Zjazdowcy WKN lata 60 i 70-te
Najwięcej szkodziły rozwojowi sportu ciągłe zmiany organizacyjne, które rzekomo miały sprzyjać rozwojowi. W 1958 roku zostały rozwiązane zrzeszenia sportowe i powstały federacje klubów związkowych. WKN przeszedł wtedy pod opiekę federacji Sportowej „Sparta”, a po rozdzieleniu Federacji w 1968 r. na polecenie Centralnej Rady Związków Zawodowych, 5 klubów, w tym WKN, znalazło „opiekę” w Związku Zawodowym Pracowników Państwowych i Społecznych. Ten stan utrzymał się do około 1980 roku. Lata 60 i 70-te to długi łańcuch sukcesów zawodniczych nie tylko w biegach, ale także w zjazdach i skokach. W kronikach wyników sportowych WKN pojawiają się zjazdowcy: Janusz Jabłoński, Andrzej Ziemilski, Andrzej Pawłowicz, Stanisław Kram, Wowo Batijewski, Tadeusz Tarnowski, Andrzej Szyjkowski, Bogdan Rayski i inni. W 1960 r. w Mistrzostwach Polski bieg zjazdowy wygrywa warszawiak Andrzej Pawłowicz, co staje się rewelacją sezonu. Młodzi zjazdowcy znowu olśniewają talentem. W 1962 r. Tomasz Wiński w Mistrzostwach Polski Młodzików grupy A w slalomie gigancie zajmuje 3, w slalomie specjalnym 7, a w trójkomabinacji 3 miejsce. Na dalszych miejscach plasują się także: Adam Stankiewicz, Jerzy Rużyłło, Piotr Bogusławski, Michał Cezak, Piotr Wielowieyski, Tomasz Marzec i wielu, wielu innych.

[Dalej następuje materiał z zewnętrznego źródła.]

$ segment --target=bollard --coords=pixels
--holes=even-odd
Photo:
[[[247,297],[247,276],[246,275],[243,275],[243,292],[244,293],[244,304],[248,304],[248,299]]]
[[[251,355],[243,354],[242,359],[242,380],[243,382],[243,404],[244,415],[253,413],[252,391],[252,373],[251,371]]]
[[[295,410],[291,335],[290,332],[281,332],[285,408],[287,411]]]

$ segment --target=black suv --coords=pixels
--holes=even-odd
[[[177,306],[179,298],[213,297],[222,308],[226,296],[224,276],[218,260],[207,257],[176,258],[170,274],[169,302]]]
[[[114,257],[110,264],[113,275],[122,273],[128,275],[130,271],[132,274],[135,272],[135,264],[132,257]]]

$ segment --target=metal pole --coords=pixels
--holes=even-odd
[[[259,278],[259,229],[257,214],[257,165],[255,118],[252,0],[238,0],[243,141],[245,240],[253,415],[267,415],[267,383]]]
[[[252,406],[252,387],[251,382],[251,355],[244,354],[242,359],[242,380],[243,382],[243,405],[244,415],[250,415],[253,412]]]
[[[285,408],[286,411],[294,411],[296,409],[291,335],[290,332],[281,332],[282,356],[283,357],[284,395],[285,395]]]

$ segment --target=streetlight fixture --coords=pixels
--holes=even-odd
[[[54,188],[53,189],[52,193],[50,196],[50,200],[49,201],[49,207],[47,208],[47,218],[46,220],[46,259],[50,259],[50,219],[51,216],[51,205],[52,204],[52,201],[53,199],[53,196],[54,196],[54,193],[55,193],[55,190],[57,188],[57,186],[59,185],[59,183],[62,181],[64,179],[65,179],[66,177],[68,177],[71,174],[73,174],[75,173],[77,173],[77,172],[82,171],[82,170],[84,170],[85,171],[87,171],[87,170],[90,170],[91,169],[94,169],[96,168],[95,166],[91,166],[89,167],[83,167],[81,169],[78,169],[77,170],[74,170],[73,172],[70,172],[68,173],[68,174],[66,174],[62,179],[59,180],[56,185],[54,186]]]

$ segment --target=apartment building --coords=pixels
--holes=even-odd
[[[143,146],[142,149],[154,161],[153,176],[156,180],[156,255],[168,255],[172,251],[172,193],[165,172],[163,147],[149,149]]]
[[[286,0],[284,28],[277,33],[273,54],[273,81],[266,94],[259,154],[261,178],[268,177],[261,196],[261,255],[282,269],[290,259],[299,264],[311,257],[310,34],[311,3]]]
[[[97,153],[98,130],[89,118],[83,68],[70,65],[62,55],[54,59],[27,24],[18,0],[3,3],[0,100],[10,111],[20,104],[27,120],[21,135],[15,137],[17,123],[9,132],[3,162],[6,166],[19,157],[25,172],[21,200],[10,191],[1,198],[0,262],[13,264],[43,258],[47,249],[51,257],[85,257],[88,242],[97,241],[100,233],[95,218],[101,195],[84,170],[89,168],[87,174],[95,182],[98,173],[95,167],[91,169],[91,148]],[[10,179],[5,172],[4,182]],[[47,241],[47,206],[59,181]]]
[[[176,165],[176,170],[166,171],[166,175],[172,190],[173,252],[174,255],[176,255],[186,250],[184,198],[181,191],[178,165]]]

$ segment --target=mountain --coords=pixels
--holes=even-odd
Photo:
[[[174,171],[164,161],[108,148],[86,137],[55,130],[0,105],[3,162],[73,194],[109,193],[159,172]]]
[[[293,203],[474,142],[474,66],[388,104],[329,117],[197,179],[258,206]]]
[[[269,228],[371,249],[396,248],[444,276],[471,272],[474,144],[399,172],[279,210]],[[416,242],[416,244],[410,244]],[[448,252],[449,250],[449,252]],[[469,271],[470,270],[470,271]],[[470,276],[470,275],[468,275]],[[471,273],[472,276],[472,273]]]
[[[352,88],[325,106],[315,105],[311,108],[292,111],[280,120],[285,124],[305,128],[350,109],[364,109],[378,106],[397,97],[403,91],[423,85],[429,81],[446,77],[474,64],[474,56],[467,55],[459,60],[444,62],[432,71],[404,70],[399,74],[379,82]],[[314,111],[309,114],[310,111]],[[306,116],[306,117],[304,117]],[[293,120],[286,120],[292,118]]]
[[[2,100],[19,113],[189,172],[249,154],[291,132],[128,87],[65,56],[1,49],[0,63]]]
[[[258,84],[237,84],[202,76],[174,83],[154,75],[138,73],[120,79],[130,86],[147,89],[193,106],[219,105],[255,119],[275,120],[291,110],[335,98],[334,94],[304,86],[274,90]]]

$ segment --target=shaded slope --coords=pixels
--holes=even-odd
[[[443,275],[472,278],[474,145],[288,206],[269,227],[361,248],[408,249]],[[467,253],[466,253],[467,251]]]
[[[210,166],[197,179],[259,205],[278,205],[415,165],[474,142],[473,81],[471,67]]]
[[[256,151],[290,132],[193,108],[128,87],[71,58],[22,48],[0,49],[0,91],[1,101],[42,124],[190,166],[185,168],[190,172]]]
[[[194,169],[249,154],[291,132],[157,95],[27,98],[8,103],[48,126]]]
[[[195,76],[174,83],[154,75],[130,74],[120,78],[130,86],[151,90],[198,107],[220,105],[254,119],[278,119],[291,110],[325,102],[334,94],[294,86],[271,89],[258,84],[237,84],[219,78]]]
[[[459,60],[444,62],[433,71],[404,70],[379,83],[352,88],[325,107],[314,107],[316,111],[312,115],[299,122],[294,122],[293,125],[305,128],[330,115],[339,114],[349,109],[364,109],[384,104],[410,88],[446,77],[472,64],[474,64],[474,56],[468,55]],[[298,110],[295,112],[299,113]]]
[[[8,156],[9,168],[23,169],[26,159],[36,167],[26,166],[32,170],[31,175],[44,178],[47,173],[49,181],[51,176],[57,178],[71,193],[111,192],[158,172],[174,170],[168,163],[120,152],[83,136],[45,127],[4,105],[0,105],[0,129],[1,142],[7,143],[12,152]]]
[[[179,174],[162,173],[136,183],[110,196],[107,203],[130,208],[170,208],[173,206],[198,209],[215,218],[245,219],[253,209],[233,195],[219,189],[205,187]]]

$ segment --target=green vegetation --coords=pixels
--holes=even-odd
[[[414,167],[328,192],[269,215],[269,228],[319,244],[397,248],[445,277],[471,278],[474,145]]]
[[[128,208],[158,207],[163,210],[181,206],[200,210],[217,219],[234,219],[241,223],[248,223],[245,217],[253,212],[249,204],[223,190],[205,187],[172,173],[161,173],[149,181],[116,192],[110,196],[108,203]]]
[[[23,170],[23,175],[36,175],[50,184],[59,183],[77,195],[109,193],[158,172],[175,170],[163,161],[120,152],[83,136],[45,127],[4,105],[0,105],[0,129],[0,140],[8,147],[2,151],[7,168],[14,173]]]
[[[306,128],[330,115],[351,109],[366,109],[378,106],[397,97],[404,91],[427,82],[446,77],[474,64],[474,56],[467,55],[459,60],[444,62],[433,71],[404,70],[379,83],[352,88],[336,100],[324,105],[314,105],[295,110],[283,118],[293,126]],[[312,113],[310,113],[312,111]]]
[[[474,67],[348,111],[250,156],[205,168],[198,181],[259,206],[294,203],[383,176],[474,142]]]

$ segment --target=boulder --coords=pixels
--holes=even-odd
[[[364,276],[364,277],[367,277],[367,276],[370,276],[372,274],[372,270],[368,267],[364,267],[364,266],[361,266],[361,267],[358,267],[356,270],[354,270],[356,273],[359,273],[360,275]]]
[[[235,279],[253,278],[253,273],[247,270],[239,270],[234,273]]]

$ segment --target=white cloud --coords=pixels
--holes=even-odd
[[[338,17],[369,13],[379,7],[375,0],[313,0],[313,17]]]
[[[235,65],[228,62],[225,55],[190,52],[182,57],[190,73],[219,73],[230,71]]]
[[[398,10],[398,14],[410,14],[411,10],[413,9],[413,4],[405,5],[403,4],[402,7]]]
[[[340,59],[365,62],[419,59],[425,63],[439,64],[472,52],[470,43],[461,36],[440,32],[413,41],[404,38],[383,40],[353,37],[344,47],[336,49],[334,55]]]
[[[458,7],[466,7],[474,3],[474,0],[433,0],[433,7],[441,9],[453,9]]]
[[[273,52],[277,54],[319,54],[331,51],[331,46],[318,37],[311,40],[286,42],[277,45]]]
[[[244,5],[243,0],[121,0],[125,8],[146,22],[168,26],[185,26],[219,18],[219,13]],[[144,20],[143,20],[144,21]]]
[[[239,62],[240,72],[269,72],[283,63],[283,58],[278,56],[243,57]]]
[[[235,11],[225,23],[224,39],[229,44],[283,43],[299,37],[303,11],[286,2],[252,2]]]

W zjazdach równie ambitne wyniki osiągały dziewczęta. Wymienić tu trzeba chociaż kilka nazwisk: Hanna Jabłońska, Danuta Morawska, Barbara Roehr, Grażyna Blauth, A. Łazarowicz, M.Świerczyńska, J.Zborowska, Zofia Morajka, Katarzyna Chodorowicz. U szczytu formy znajdowała się w 1963 roku Barbara Kurkowiak-Grocholska, która w Mistrzostwach Polski zajęła pierwsze miejsca w: slalomie specjalnym, gigancie, biegu zjazdowym i kombinacji alpejskiej. Rezultat ten powtórzyła dwa lata później. Świetne wyniki osiągały w tym czasie także: Anna Waloch, Anna Niewiarowska, Kasia Woźniak, Magda Ogonowska. Jolanta Łopuszyńska zdobyła w Mistrzostwach Akademickich Świata brązowy medal.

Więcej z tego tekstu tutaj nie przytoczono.